Abbildung 1: PRECiSE 2 – Klinisches Ansprechen im zeitlichen Verlauf; gesamte ITT-Population
Die Anwendung von Immunsuppressiva oder Kortikosteroiden zum Baseline-Zeitpunkt hatte keine Auswirkungen auf das klinische Ansprechen auf Cimzia. Cimzia war wirksam in Bezug auf die Aufrechterhaltung des Ansprechens bis zur Woche 26 sowohl in der Subpopulation der mit Infliximab vorbehandelten Patienten (44,2% vs 25,5% für Cimzia bzw. Placebo), als auch bei den nicht mit Infliximab vorbehandelten Patienten (68,7% bzw. 39,6%).
Die Auswirkungen von Morbus Crohn auf den Patienten wurden im Verlauf der Studie mittels eines krankheitsspezifischen Fragebogens, des sog. Inflammatory Bowel Disease Questionnaire (IBDQ), sowie eines weiteren Fragebogens (SF-36) zum allgemeinen Gesundheitszustand bewertet.
Anhand des IBDQ (Gesamtwert ≥16 Punkte gegenüber Baseline) zeigte in den Wochen 6, 16 und 26 in der mit Cimzia 400 mg behandelten Gruppe ein grösserer Anteil der Patienten eine klinisch bedeutsame Verbesserung in Bezug auf das Behandlungsergebnis als in der Placebo-Gruppe.
Die mit 400 mg Cimzia behandelten Patienten wiesen in Woche 26 im Vergleich zur Placebo-Gruppe eine signifikante Schmerzlinderung (p ≤0,05) gegenüber Baseline anhand des körperlichen Schmerzwerts im Fragebogen SF-36 auf.

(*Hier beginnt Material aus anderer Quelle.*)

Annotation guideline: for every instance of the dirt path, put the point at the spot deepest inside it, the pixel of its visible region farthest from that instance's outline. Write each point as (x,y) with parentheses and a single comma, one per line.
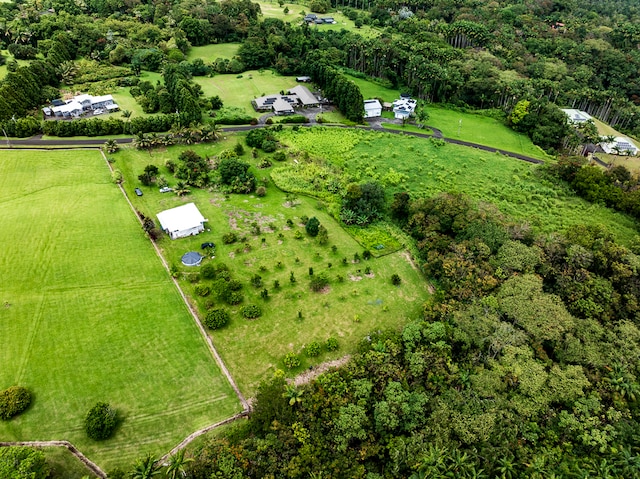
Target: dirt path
(311,374)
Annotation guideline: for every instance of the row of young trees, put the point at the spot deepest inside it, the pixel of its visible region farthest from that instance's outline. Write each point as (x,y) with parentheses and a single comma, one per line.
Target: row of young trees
(525,365)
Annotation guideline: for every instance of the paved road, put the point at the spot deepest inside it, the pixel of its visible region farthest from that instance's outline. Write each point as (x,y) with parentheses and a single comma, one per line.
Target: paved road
(38,142)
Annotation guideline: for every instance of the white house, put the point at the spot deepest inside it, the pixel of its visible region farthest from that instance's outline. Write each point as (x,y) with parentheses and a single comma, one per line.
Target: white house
(372,108)
(620,146)
(80,104)
(404,107)
(576,116)
(182,221)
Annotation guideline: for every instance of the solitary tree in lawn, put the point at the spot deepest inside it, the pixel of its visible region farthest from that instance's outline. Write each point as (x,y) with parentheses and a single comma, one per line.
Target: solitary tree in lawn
(312,226)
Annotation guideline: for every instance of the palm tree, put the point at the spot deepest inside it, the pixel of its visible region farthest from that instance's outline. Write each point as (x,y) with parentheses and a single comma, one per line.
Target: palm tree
(126,114)
(145,468)
(176,465)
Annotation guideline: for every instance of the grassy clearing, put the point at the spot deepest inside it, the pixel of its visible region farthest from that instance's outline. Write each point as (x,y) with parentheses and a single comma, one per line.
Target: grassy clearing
(482,130)
(407,128)
(239,90)
(65,465)
(93,315)
(347,310)
(210,52)
(417,166)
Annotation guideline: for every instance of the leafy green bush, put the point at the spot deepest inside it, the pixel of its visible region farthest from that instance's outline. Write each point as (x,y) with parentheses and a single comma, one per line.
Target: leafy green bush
(251,311)
(202,290)
(268,146)
(101,421)
(234,297)
(291,360)
(319,282)
(217,318)
(332,344)
(13,401)
(229,238)
(208,271)
(313,349)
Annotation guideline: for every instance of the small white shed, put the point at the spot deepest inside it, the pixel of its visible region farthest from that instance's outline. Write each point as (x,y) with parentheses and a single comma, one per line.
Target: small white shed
(182,221)
(372,109)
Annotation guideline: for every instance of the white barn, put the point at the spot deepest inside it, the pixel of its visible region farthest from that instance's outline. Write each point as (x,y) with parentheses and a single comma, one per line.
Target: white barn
(372,109)
(182,221)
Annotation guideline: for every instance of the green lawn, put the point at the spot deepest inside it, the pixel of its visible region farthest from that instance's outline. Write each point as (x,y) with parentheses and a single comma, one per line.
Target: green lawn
(240,90)
(350,309)
(371,89)
(425,169)
(210,52)
(91,315)
(483,130)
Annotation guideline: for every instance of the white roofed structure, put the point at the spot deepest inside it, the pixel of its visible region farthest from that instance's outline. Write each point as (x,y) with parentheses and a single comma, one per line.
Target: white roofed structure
(372,108)
(182,221)
(576,116)
(620,146)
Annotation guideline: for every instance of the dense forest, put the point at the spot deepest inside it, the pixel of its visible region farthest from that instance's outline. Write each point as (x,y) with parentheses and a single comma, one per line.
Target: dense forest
(526,362)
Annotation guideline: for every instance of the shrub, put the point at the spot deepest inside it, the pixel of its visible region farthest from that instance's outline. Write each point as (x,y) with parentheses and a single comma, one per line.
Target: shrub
(229,238)
(332,344)
(234,297)
(319,282)
(217,318)
(291,360)
(312,226)
(251,311)
(101,421)
(256,280)
(264,163)
(313,349)
(13,401)
(202,290)
(268,146)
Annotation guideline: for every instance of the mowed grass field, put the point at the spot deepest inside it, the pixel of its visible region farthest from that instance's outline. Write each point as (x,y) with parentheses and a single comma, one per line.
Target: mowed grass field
(466,126)
(348,310)
(88,314)
(209,53)
(517,188)
(240,90)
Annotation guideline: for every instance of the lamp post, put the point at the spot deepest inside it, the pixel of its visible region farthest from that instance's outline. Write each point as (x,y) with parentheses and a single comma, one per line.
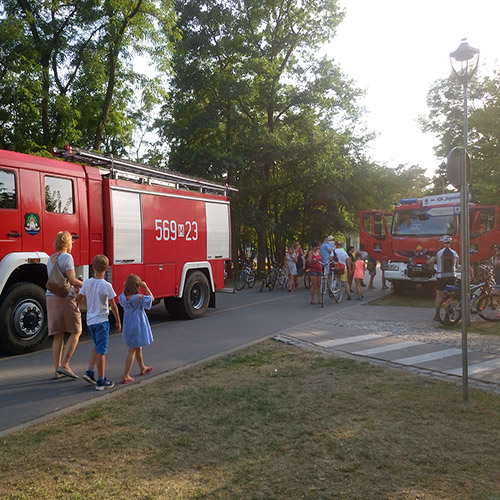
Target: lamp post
(464,62)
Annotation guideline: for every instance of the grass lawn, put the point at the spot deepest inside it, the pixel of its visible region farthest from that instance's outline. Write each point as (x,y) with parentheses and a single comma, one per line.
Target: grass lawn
(269,422)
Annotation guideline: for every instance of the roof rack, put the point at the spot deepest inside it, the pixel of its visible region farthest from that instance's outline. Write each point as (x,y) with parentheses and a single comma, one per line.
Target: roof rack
(140,173)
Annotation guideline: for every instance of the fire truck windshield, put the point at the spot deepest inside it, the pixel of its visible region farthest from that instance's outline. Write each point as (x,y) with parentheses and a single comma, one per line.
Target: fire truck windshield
(422,223)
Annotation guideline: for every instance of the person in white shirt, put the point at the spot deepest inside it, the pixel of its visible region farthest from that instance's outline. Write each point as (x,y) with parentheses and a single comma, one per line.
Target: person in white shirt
(446,261)
(342,257)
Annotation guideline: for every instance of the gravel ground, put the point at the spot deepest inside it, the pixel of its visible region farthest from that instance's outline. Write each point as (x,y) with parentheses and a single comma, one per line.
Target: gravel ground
(408,323)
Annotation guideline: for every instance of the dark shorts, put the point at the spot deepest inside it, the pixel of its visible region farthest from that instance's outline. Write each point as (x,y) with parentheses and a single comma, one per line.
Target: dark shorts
(442,282)
(100,336)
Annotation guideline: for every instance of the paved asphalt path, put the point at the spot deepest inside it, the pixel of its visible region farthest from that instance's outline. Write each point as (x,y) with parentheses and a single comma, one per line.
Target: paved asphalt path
(28,393)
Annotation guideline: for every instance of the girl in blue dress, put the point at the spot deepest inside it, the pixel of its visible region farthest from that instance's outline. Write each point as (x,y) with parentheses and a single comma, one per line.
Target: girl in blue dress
(136,331)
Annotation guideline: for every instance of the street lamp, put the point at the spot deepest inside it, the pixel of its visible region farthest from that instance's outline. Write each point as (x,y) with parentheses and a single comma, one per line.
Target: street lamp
(464,62)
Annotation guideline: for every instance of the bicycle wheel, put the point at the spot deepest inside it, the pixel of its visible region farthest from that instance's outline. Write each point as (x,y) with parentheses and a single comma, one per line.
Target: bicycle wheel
(285,283)
(240,281)
(450,310)
(251,279)
(271,281)
(282,277)
(307,281)
(324,287)
(488,307)
(337,288)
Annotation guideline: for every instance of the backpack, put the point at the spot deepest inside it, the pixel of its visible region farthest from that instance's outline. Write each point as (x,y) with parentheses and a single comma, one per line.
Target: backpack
(447,261)
(57,283)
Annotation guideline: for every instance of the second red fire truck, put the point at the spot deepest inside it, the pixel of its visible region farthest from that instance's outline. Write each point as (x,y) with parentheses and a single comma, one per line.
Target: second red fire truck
(407,237)
(171,229)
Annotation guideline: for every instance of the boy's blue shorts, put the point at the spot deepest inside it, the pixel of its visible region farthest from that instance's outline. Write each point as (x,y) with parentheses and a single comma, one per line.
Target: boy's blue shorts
(100,336)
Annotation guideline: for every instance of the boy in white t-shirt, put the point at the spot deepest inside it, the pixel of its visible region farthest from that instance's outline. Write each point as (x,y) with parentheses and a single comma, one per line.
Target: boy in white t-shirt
(99,294)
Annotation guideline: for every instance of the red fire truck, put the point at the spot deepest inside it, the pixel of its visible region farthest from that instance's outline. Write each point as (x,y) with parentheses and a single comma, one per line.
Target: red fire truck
(171,229)
(407,237)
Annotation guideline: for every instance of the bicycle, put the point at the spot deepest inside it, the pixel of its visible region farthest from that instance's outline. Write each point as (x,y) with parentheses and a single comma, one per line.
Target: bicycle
(484,300)
(330,281)
(245,277)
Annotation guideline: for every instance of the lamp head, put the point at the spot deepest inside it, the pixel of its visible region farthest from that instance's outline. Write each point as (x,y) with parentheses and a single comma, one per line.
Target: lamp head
(464,52)
(466,60)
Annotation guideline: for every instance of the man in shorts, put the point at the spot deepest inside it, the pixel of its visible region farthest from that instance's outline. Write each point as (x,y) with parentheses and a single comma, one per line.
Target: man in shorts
(446,261)
(342,257)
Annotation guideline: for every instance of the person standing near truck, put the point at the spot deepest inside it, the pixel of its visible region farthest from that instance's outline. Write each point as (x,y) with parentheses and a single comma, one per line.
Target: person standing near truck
(63,313)
(446,261)
(99,295)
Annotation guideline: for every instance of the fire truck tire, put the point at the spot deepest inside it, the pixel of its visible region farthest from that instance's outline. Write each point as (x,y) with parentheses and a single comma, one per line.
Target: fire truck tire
(23,318)
(196,295)
(399,287)
(174,307)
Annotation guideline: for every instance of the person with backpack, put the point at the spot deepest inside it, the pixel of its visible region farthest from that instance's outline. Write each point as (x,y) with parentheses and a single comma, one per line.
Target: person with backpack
(63,313)
(446,261)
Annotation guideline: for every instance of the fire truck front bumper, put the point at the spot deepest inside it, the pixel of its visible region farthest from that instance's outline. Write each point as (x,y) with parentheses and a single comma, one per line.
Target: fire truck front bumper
(418,273)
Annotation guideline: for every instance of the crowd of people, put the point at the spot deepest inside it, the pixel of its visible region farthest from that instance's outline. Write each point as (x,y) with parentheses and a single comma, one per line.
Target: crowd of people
(64,316)
(350,265)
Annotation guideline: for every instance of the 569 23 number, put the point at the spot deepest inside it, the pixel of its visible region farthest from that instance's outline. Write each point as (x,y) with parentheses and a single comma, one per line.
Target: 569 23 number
(170,230)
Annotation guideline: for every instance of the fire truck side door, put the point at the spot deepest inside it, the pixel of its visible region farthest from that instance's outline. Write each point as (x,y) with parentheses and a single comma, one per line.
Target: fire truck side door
(11,232)
(374,234)
(61,211)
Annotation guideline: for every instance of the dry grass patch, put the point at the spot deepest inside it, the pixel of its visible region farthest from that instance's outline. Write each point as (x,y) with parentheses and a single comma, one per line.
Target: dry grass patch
(269,422)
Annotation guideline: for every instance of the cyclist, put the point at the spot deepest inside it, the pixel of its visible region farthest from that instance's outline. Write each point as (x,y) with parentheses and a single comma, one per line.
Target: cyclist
(326,250)
(342,257)
(315,269)
(446,261)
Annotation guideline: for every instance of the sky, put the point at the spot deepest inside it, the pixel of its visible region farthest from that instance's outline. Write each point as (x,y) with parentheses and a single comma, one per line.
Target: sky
(395,50)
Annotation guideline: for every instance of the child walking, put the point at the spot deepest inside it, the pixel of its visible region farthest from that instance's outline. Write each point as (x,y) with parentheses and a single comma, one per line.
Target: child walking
(136,331)
(99,294)
(359,273)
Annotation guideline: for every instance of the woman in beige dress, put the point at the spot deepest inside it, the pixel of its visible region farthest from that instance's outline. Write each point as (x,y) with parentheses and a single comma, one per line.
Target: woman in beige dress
(63,313)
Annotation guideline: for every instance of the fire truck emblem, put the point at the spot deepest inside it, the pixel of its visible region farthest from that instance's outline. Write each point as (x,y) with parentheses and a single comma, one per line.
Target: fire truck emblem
(419,251)
(32,223)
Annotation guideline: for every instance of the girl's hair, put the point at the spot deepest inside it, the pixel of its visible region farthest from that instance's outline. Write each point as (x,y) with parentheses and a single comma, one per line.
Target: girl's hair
(63,241)
(100,263)
(132,285)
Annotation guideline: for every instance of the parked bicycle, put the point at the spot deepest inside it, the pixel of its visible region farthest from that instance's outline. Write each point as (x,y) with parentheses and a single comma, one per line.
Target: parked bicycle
(484,300)
(331,283)
(245,277)
(271,278)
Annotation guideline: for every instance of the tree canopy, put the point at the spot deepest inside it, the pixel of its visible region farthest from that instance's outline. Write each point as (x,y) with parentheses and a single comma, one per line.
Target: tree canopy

Die Ergebnisse in Bezug auf die «körperliche Rollenerfüllung» im Fragebogen waren bei Cimzia besser als bei Placebo; sie waren jedoch nicht statistisch signifikant (p >0,05).
Antikörper gegen Cimzia
Der Gesamt-Prozentsatz der antikörper-positiven Patienten war gering (7,9% bei Patienten mit kontinuierlicher Cimzia-Exposition; bei ca. 80% zeigte sich in vitro eine Neutralisierung). Es zeigte sich keine offensichtliche Korrelation zwischen der Bildung von Antikörpern und den unerwünschten Ereignissen bzw. der Wirksamkeit. Die Patienten in den klinischen Studien zu Morbus Crohn wurden zu mehreren Zeitpunkten auf Antikörper gegen Cimzia untersucht. Vor Behandlungsbeginn (Baseline) wiesen die Patienten, die begleitend mit Immunsuppressiva behandelt wurden, eine geringere Antikörperbildung auf als die Patienten, die keine Immunsuppressiva erhielten (3,3% gegenüber 11,1%). Patienten mit Antikörpern gegen Certolizumab pegol weisen geringere Plasmakonzentrationen von Certolizumab pegol auf als Patienten ohne entsprechende Antikörper. Folgende unerwünschte Ereignisse wurden bei antikörper-positiven Patienten (N= 100) mit einer um mindestens 3% höheren Inzidenz berichtet als bei antikörper-negativen (N= 1242): Unterbauchschmerzen, Arthralgie, periphere Ödeme, Erythema nodosum, Erytheme an der Injektionsstelle, Schmerzen an der Injektionsstelle, Schmerzen in den Extremitäten und Infektionen der oberen Atemwege.